Among patients receiving the 6-dose regimen, the ORR was 20%. The CBR was 29%, comprising VGPR, PR, and MR rates of 6%, 14%, and 10%, respectively. The SD and PD rates were 41% and 8%, respectively. In those receiving the 8-dose regimen, the ORR was 22%. The CBR was 41%, comprising VGPR, PR, and MR rates of 4%, 19%, and 19%, respectively. The SD and PD rates were 22% and 19%, respectively.
In patients with del(17p), the ORR was 38%. The CBR was 63%, comprising VGPR, PR, and MR rates of 13%, 25%, and 25%, respectively. The SD and PD rates were 25% and 13%, respectively.
The median time to response was 1 month and the median duration of response was 5 months. Among patients who achieved at least an MR, the median OS was not reached and the median PFS was 5.5 months.
Earlier this month, Karyopharm announced that an independent monitoring panel had determined at a planned interim analysis that the phase II 2 SOPRA study examining selinexor monotherapy in patients with relapsed/refractory acute myeloid leukemia (AML) would not meet its primary endpoint of a statistically significant improvement in OS. However, an OS benefit over physician’s choice was observed in patients who achieved a complete response (CR), and thus patients on the trial will be allowed to continue treatment after a discussion with their physician.
The SOPRA trial randomized approximately 176 patients aged 60 years or older with relapsed/refractory AML who were ineligible for intensive chemotherapy and/or transplantation to single-agent oral selinexor at 60 mg twice weekly or physician’s choice (best supportive care [BSC] alone, or BSC plus either azacitidine, decitabine, or low-dose cytosine arabinoside).
The CR with or without full hematologic recovery was 13% in the selinexor arm versus 3% in the physician’s choice arm.
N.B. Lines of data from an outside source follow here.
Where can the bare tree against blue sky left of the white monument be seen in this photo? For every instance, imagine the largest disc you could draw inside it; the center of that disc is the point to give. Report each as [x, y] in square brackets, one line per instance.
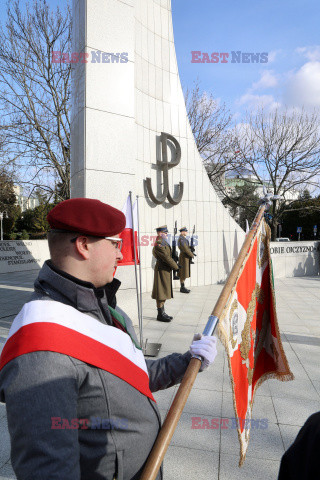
[35, 94]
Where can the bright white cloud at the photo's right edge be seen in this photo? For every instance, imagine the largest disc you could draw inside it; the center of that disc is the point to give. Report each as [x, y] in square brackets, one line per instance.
[303, 87]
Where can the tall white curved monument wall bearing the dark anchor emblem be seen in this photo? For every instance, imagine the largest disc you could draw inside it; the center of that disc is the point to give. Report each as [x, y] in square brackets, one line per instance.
[119, 112]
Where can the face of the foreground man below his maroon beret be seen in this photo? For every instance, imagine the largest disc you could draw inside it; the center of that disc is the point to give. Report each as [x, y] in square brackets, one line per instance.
[104, 257]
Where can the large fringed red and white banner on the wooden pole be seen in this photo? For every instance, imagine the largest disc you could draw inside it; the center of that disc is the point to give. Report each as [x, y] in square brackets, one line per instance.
[249, 331]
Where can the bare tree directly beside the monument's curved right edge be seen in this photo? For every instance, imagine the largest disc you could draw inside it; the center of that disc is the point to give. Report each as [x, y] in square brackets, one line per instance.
[211, 125]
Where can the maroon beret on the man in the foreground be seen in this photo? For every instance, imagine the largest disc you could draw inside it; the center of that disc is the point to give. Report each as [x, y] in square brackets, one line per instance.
[87, 216]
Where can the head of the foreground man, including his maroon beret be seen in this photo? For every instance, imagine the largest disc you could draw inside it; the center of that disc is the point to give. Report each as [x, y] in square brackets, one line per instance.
[77, 239]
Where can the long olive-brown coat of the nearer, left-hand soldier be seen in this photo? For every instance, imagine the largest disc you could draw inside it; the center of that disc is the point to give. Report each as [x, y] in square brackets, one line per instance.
[162, 283]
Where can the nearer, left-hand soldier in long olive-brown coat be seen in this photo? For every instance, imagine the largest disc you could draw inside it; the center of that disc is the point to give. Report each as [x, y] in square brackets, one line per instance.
[162, 284]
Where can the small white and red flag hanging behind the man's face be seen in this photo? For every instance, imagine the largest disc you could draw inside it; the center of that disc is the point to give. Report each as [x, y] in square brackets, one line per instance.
[127, 234]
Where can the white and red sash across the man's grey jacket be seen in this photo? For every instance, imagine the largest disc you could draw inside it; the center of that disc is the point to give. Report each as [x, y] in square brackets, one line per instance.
[45, 325]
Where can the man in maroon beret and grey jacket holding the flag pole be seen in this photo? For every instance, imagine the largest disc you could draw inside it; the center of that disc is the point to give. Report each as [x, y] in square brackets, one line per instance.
[77, 388]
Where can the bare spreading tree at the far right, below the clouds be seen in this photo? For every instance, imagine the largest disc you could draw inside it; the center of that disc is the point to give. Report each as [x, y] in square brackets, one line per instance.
[282, 150]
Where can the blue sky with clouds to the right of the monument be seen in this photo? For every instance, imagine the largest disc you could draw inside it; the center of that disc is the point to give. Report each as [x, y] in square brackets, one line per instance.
[288, 30]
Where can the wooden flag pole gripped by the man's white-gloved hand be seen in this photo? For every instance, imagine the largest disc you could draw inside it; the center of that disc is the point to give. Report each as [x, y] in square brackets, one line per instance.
[167, 430]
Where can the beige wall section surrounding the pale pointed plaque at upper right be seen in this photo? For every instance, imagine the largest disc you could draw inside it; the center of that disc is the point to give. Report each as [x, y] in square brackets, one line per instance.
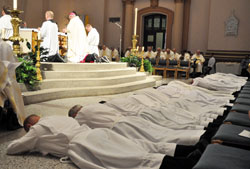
[217, 39]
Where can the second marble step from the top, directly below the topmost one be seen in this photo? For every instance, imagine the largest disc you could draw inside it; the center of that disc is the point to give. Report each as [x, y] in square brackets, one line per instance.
[87, 73]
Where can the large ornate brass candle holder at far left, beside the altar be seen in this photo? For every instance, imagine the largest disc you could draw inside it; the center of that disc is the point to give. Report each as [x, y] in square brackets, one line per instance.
[16, 36]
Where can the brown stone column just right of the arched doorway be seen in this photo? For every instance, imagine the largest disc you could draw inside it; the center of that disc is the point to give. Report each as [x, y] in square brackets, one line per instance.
[178, 25]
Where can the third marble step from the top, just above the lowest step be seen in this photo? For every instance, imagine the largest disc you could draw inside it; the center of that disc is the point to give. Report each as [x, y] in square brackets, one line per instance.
[89, 82]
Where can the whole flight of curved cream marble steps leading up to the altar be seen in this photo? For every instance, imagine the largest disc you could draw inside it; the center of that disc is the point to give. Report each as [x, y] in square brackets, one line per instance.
[65, 80]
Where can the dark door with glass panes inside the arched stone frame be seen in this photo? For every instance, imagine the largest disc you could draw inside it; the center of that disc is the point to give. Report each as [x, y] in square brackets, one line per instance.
[154, 31]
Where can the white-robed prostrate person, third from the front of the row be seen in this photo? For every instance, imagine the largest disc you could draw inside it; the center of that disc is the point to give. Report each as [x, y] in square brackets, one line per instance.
[158, 113]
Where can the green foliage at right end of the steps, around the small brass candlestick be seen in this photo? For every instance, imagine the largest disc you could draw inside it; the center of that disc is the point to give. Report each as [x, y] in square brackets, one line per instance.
[133, 61]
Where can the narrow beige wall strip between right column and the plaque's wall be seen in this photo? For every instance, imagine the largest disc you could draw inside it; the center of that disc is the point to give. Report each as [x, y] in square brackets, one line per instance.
[199, 25]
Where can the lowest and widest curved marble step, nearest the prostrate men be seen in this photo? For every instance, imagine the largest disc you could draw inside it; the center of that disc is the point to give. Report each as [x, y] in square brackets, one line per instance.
[58, 93]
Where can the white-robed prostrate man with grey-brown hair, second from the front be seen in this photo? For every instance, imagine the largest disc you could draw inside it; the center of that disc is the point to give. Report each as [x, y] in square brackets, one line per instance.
[103, 116]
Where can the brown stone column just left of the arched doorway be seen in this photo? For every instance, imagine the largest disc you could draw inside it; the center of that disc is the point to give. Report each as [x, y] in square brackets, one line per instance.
[128, 23]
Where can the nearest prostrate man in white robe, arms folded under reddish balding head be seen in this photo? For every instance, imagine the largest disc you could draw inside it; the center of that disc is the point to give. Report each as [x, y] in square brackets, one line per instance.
[87, 148]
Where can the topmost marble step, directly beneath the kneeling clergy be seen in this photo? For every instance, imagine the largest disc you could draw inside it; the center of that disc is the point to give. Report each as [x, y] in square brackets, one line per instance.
[52, 66]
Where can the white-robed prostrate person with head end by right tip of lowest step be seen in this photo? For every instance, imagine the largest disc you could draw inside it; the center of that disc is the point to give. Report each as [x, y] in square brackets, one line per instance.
[180, 90]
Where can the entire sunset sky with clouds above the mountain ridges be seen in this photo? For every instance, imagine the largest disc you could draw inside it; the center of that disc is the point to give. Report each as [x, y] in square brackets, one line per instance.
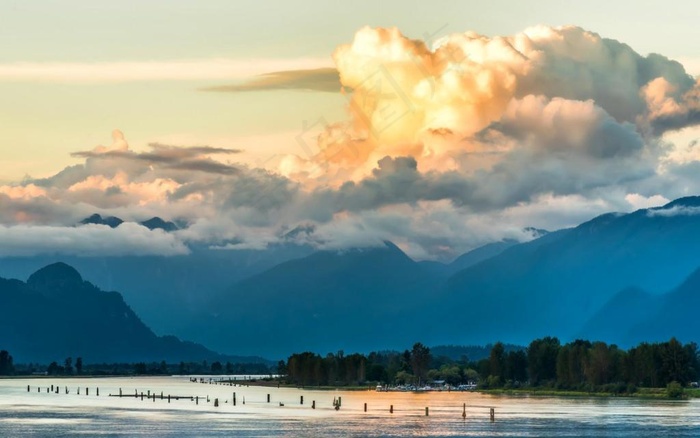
[440, 126]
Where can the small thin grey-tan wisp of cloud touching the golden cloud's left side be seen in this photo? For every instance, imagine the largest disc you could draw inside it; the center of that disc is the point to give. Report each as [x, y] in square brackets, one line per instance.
[320, 79]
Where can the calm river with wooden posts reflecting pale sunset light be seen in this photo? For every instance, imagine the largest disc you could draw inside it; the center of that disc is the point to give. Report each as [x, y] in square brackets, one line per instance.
[38, 413]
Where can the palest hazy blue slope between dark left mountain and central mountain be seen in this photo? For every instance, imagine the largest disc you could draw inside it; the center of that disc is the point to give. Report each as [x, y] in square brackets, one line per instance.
[168, 292]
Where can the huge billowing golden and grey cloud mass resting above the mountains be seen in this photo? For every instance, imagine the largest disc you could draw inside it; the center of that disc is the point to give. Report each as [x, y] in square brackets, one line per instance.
[445, 148]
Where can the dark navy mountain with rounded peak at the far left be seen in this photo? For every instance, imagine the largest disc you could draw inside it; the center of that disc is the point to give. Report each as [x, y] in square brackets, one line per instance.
[56, 314]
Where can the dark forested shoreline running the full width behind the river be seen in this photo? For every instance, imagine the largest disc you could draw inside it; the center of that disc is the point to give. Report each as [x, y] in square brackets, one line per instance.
[545, 363]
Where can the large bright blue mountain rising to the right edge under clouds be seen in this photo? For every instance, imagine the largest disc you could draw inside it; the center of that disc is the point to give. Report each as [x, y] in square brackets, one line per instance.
[555, 284]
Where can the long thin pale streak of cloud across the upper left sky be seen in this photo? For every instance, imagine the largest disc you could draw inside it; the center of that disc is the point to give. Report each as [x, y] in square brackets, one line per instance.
[173, 70]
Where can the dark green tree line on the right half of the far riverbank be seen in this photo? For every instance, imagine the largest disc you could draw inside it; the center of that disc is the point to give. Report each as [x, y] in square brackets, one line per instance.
[577, 365]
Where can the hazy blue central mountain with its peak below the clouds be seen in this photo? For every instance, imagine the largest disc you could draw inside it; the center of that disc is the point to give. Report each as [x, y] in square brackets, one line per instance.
[354, 300]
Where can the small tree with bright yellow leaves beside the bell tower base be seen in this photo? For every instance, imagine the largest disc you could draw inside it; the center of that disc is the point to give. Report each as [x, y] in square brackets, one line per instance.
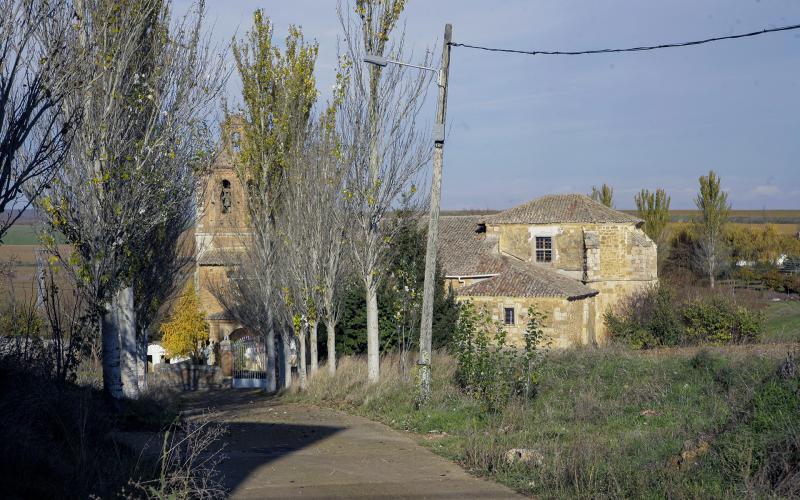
[186, 332]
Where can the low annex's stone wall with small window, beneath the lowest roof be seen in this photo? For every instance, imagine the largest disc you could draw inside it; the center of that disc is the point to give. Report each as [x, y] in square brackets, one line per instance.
[568, 323]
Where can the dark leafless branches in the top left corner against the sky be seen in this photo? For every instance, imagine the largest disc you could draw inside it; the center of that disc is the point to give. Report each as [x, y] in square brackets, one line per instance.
[35, 130]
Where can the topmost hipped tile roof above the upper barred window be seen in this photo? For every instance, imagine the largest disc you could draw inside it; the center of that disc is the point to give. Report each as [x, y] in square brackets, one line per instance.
[560, 208]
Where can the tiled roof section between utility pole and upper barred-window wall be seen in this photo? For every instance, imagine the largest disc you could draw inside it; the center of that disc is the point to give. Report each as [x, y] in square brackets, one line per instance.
[462, 250]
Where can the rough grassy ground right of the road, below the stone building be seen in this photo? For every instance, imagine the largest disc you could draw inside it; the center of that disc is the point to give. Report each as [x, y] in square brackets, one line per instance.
[606, 422]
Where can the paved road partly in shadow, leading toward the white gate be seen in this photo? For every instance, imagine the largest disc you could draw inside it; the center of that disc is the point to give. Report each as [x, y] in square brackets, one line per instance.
[279, 450]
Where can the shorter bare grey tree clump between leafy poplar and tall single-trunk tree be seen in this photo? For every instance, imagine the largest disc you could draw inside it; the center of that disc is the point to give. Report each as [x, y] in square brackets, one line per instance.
[311, 231]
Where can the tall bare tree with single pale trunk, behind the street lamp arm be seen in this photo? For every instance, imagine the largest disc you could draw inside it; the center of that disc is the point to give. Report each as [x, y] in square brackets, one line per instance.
[382, 143]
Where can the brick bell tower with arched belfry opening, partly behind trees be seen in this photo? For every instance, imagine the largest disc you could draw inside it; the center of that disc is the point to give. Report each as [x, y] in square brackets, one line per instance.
[221, 230]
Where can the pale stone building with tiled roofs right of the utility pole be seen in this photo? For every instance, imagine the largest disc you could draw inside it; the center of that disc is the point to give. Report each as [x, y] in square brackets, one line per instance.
[568, 255]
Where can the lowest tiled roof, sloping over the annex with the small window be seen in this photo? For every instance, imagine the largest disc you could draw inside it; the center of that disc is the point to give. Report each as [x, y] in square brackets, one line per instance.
[519, 279]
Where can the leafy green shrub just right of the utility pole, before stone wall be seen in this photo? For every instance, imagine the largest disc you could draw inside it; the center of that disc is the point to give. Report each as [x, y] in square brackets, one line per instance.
[489, 369]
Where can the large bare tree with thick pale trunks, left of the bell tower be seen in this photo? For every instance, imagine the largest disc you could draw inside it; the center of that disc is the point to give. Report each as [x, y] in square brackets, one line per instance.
[152, 85]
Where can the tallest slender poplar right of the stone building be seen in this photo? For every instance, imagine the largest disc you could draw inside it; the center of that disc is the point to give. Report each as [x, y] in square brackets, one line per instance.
[714, 208]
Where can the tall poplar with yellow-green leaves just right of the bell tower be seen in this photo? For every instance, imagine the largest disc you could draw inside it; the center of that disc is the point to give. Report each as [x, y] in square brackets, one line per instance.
[279, 92]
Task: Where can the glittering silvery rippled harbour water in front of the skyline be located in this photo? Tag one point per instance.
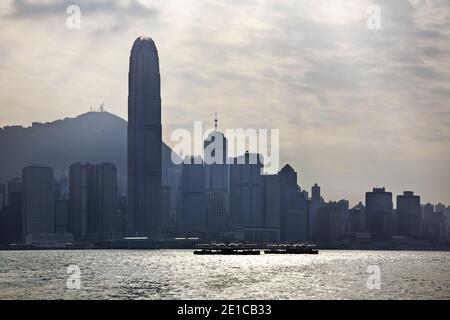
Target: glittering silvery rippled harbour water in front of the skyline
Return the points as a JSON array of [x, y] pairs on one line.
[[178, 274]]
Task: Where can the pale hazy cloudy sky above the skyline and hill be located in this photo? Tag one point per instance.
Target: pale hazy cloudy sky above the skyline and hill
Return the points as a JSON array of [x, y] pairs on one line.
[[356, 108]]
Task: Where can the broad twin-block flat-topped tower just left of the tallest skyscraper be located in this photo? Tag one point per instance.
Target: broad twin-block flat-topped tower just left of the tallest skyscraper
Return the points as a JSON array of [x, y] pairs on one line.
[[93, 201]]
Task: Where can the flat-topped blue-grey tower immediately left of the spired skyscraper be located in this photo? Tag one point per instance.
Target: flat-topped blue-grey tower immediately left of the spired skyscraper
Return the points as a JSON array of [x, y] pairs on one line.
[[192, 220]]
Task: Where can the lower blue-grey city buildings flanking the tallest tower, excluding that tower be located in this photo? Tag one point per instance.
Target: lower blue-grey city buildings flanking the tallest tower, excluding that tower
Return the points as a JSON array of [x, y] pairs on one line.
[[216, 202]]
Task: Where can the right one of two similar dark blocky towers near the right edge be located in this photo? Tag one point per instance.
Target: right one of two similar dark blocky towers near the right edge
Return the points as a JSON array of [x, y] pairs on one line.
[[408, 215]]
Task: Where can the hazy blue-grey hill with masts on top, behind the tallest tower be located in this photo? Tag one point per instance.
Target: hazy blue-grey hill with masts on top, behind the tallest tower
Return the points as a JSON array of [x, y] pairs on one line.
[[93, 137]]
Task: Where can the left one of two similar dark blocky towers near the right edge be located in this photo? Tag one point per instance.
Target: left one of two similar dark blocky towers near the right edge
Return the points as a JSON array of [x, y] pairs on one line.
[[379, 210]]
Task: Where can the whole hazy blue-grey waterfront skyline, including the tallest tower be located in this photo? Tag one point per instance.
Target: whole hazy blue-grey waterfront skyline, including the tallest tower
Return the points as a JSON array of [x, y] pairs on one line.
[[222, 201]]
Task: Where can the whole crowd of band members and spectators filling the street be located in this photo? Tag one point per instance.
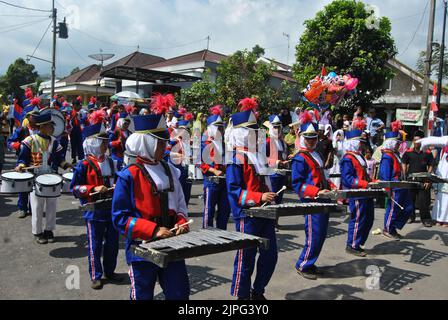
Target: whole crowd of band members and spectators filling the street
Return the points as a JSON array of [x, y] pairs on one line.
[[142, 160]]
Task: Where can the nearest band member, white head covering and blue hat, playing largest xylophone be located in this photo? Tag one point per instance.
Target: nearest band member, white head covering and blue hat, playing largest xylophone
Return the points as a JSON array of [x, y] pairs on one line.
[[148, 201]]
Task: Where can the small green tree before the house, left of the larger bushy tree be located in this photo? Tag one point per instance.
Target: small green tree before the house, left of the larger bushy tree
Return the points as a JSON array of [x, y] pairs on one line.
[[200, 97]]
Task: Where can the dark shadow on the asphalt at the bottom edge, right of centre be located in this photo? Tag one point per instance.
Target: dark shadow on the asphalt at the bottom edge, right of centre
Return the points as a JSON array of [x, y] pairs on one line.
[[326, 292]]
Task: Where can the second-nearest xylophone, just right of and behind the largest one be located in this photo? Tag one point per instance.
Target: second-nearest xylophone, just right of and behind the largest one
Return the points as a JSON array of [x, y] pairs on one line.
[[293, 209]]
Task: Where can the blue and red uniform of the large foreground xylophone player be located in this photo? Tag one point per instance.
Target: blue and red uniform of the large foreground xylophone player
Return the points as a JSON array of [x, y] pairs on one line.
[[137, 211]]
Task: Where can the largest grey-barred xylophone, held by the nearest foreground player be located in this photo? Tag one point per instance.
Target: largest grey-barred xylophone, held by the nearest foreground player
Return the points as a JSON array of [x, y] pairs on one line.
[[196, 244]]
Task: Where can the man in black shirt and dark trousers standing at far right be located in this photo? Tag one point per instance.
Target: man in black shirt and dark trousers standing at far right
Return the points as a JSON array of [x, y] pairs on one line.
[[417, 161]]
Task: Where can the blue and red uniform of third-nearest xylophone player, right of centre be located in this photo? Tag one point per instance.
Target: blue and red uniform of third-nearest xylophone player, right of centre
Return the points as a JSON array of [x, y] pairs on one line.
[[308, 179]]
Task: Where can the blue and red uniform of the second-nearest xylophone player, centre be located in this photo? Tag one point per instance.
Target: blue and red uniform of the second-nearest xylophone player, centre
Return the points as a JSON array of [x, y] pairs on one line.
[[245, 189]]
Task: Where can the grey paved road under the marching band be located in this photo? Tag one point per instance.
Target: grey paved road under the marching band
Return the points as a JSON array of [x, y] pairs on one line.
[[414, 268]]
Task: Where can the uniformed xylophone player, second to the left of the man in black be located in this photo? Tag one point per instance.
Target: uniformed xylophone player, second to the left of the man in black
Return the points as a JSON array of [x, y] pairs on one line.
[[354, 176]]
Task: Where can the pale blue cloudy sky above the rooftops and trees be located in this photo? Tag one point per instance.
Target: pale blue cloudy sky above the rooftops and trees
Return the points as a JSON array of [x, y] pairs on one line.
[[169, 28]]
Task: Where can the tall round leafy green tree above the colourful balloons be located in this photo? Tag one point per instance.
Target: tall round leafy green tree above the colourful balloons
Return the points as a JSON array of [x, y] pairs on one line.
[[346, 38]]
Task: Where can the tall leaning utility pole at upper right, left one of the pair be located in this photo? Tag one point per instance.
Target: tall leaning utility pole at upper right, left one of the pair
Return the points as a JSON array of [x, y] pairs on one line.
[[425, 91]]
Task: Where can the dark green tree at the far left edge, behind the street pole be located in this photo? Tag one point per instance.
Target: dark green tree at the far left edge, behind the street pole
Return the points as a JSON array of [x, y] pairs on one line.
[[18, 74]]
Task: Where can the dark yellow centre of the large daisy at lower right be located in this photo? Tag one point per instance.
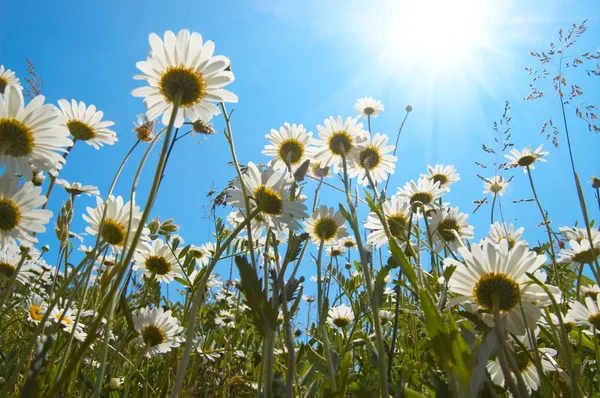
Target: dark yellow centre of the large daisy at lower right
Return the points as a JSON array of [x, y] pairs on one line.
[[496, 287]]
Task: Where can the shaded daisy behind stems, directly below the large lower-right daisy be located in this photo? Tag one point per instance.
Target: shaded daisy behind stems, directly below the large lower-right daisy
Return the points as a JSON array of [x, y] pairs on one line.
[[526, 366]]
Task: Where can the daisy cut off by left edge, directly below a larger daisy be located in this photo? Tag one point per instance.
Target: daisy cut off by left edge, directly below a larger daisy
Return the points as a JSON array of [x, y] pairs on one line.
[[19, 212]]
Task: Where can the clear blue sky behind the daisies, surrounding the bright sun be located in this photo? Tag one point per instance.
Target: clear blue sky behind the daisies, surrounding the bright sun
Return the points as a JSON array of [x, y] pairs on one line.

However, there was not a statistically significant OS benefit with selinexor.
The most common all-grade adverse events included nausea, anorexia, fatigue, vomiting, and thrombocytopenia. Rates of sepsis (4.9% vs 6.1%) and febrile neutropenia (14.7% vs 36.4%) were lower for the selinexor arm versus the physician’s choice arm.
“SOPRA is a robust, well-conducted trial and the response rates achieved with single-agent selinexor in this heavily pretreated older population have been encouraging,” Hagop Kantarjian, MD, Chair of the Department of Leukemia, The University of Texas MD Anderson Cancer Center, said in a statement accompanying the announcement of the result. “Importantly, the safety profile was as expected and the recommended phase II dose was generally well-tolerated. Unfortunately, as is common in AML, the higher response rates observed with single-agent selinexor versus physician’s choice did not translate into extended survival in the overall population of these frail and heavily pretreated patients.”
Karyopharm intends to continue exploring selinexor in AML through various combination regimens in investigator-sponsored trials.
Vogl DT, Dingli D, Cornell RF, et al. Selinexor and low dose dexamethasone (Sd) in patients with lenalidomide, pomalidomide, bortezomib, carfilzomib and anti-CD38 Ab refractory multiple myeloma (MM): STORM study. Presented at: 58th American Society of Hematology Annual Meeting; San Diego, CA; December 3-6, 2016. Abstract 491.